Почему кто-то становится лидером, а кто-то — изгоем? Почему, например, беспричинно обидеть Лешку Маркелова считается у них в классе нормальным, нет, даже хорошим тоном. Если кому-то хотелось побеситься или согнать злость или было скучно и нечего делать, тут же страдал Маркелов. Ему подкладывали кнопки на стул и мазали парту клеем, в его портфель наливали воду, Лешкино пальто вечно валялось в гардеробе затоптанное, с оборванной петелькой, его оскорбляли и просто били, над ним издевались все, и даже учителя смотрели на это сквозь пальцы: бороться с этим было все равно что плевать против ветра. Хотя они же первые вечно повторяли о дружбе и морали, о том, что недостойно настоящему пионеру и комсомольцу обижать слабого, не протянуть руку помощи товарищу в беде. А Маркелов был в беде постоянно, несчастье — это было его второе имя. И ведь он не калека или урод, у него нормальное имя и нормальная семья. Просто он не умел за себя постоять, и некому было за него заступиться.
С чего все началось, никто в классе наверняка не смог бы вспомнить, Маркелов был отверженным всегда. Даже девчонки над ним подтрунивали. И Сергей, увлеченный всеобщим настроением, сам не раз отвешивал Лешке коленкой под зад или портфелем по голове. И потом каждый раз было противно на душе — не удержался, не заступился, а даже наоборот.
Однажды — было это в пятом классе — после уроков Сергей подошел к Маркелову и предложил дружить. А тот молча отвернулся и ушел прочь. Сергей потом спросил у отца, что он сделал неправильно?

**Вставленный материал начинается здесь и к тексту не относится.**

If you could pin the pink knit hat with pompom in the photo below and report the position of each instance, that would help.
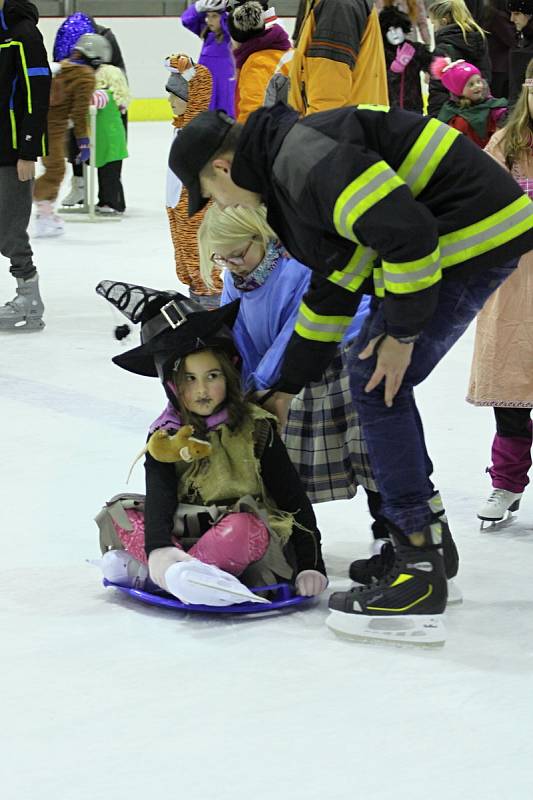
(454, 75)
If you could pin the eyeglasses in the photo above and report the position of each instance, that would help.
(236, 261)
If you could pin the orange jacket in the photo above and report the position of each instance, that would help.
(339, 59)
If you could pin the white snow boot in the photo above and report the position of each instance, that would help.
(499, 506)
(120, 567)
(76, 196)
(47, 223)
(25, 312)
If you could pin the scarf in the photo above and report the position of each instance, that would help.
(259, 276)
(274, 38)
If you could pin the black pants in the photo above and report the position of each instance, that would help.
(110, 191)
(513, 422)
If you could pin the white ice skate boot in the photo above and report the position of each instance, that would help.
(120, 567)
(76, 196)
(499, 506)
(25, 312)
(47, 223)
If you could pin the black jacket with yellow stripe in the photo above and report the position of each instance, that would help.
(376, 201)
(24, 84)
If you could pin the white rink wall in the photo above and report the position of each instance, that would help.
(145, 43)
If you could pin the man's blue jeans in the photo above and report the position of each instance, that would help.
(395, 436)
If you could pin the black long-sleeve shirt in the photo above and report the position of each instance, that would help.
(281, 482)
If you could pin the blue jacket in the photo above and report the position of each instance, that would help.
(266, 320)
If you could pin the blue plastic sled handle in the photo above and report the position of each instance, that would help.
(284, 598)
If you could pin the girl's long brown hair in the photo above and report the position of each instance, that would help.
(412, 10)
(235, 403)
(518, 131)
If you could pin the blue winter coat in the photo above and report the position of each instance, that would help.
(218, 59)
(266, 320)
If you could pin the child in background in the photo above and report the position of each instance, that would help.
(405, 60)
(470, 108)
(72, 91)
(240, 506)
(189, 92)
(501, 374)
(457, 35)
(415, 11)
(258, 50)
(112, 100)
(208, 19)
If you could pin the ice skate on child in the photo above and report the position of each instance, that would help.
(189, 90)
(72, 89)
(235, 502)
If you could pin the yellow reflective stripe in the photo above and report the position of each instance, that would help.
(13, 128)
(374, 184)
(371, 107)
(405, 608)
(357, 269)
(425, 156)
(319, 327)
(24, 68)
(487, 234)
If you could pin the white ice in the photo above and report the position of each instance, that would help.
(106, 698)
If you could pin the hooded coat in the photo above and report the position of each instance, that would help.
(24, 84)
(449, 41)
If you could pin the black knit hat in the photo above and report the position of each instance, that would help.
(246, 21)
(172, 326)
(522, 6)
(391, 17)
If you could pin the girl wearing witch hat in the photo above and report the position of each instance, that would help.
(228, 495)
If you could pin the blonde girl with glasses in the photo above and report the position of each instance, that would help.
(457, 35)
(501, 374)
(322, 434)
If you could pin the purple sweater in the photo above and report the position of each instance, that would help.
(217, 57)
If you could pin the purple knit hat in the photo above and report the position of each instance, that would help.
(454, 75)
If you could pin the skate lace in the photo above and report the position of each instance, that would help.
(496, 496)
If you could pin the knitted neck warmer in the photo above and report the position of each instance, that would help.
(256, 278)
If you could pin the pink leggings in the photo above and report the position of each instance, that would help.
(232, 544)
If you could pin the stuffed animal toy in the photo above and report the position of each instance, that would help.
(181, 446)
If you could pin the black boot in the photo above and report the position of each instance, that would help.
(406, 604)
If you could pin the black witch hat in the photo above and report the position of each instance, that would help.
(172, 326)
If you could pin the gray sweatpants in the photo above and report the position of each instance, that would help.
(15, 211)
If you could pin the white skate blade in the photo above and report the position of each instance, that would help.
(244, 597)
(455, 595)
(415, 629)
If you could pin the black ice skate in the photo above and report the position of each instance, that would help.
(405, 606)
(368, 571)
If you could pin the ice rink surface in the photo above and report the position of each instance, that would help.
(106, 698)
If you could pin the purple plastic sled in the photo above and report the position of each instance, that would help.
(284, 597)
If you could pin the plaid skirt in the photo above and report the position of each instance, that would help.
(324, 439)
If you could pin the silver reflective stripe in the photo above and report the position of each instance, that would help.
(300, 152)
(367, 189)
(365, 258)
(451, 250)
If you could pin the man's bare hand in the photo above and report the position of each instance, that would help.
(25, 170)
(393, 360)
(279, 404)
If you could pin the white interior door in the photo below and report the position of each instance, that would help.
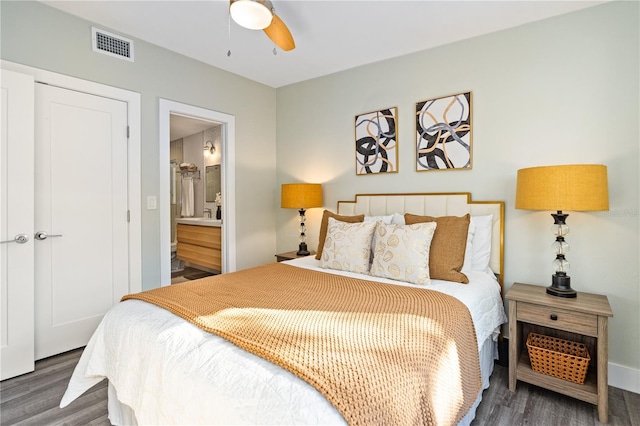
(16, 220)
(81, 265)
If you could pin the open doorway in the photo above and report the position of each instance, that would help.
(198, 119)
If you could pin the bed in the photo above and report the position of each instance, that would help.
(165, 370)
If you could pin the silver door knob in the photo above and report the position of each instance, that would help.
(41, 235)
(20, 239)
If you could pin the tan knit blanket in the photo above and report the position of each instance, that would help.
(380, 353)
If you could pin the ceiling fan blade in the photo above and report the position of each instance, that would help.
(280, 34)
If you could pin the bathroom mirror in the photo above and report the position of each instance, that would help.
(212, 178)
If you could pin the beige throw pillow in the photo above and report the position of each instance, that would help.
(347, 246)
(402, 252)
(325, 223)
(446, 256)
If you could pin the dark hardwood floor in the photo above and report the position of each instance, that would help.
(32, 399)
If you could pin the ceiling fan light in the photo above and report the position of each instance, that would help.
(251, 14)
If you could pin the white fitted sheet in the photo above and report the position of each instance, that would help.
(164, 370)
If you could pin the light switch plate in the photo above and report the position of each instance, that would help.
(152, 202)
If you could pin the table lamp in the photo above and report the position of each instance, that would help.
(578, 187)
(301, 196)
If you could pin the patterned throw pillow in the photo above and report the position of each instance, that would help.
(325, 223)
(402, 252)
(347, 246)
(447, 249)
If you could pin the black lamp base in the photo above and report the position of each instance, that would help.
(561, 286)
(302, 250)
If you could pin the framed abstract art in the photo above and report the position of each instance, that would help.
(377, 142)
(443, 133)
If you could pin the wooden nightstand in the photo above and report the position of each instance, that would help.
(582, 319)
(291, 255)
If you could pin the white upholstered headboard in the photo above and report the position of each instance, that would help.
(436, 204)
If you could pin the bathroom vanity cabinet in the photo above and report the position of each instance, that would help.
(200, 245)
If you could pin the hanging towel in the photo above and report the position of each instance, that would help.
(187, 197)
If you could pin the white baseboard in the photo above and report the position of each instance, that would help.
(624, 378)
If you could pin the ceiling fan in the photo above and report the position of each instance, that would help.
(260, 15)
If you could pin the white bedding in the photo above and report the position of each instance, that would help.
(168, 371)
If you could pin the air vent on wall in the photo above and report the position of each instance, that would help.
(111, 44)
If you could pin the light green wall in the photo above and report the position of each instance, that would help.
(42, 37)
(563, 90)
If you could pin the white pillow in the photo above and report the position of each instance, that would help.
(478, 251)
(398, 219)
(402, 252)
(347, 246)
(468, 251)
(482, 242)
(384, 219)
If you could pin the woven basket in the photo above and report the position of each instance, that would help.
(560, 358)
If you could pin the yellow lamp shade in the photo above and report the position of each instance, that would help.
(301, 195)
(576, 187)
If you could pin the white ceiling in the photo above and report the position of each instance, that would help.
(330, 35)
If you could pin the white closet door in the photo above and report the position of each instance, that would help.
(81, 195)
(16, 219)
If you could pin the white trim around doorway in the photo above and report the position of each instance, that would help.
(166, 108)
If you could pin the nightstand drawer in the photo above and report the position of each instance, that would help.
(576, 322)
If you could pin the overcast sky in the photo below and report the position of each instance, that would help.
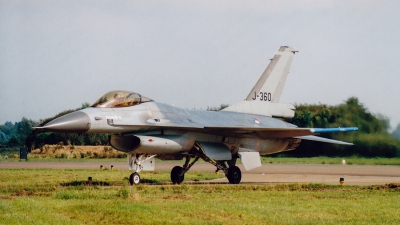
(56, 55)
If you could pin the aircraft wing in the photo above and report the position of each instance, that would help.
(260, 132)
(294, 132)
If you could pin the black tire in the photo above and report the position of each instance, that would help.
(134, 179)
(177, 175)
(234, 175)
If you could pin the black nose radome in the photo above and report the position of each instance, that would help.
(76, 122)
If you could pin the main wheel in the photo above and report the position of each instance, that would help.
(234, 175)
(134, 178)
(177, 175)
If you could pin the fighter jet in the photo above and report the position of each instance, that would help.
(146, 129)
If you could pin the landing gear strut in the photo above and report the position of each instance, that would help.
(135, 163)
(231, 171)
(177, 175)
(234, 175)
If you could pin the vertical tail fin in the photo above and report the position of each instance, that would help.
(263, 99)
(270, 85)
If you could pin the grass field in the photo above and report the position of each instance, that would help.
(63, 197)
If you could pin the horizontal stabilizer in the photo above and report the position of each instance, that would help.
(321, 139)
(263, 108)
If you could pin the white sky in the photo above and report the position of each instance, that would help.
(56, 55)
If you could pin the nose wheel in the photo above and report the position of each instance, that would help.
(134, 179)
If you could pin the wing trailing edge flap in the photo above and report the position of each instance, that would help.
(250, 160)
(321, 139)
(216, 151)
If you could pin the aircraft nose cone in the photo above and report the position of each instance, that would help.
(76, 122)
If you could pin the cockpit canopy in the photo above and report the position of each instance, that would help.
(117, 99)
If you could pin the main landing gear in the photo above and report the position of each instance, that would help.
(231, 171)
(135, 163)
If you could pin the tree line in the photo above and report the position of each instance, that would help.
(372, 140)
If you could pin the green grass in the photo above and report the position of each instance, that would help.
(53, 196)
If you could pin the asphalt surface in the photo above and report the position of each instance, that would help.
(266, 174)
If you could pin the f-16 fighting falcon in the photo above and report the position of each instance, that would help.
(146, 129)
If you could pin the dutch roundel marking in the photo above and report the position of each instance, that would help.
(263, 96)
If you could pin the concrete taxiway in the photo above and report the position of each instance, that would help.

— Ты предложил ему дружбу из жалости, — сказал отец, — и, очевидно, твой Леша это понял. А в основе дружбы должно быть взаимное уважение. Понимаешь, взаимное. Иначе это не дружба, это скорее покровительство. Только готов ли ты принять на себя все его шишки и достойно противостоять его обидчикам?
Сергей не знал, готов ли он. Но к Маркелову больше не подходил. А на классном пионерском собрании, когда речь зашла о принятии социалистических обязательств к XXVII съезду КПСС и все стали по традиции предлагать подтянуть троечников, собрать на двести килограммов больше макулатуры и так далее, Сергей поднял руку и сказал:
— А давайте примем социалистическое обязательство не обижать Маркелова.
Класс грохнул от хохота. Даже пионервожатая и десятиклассник из комитета комсомола смеялись.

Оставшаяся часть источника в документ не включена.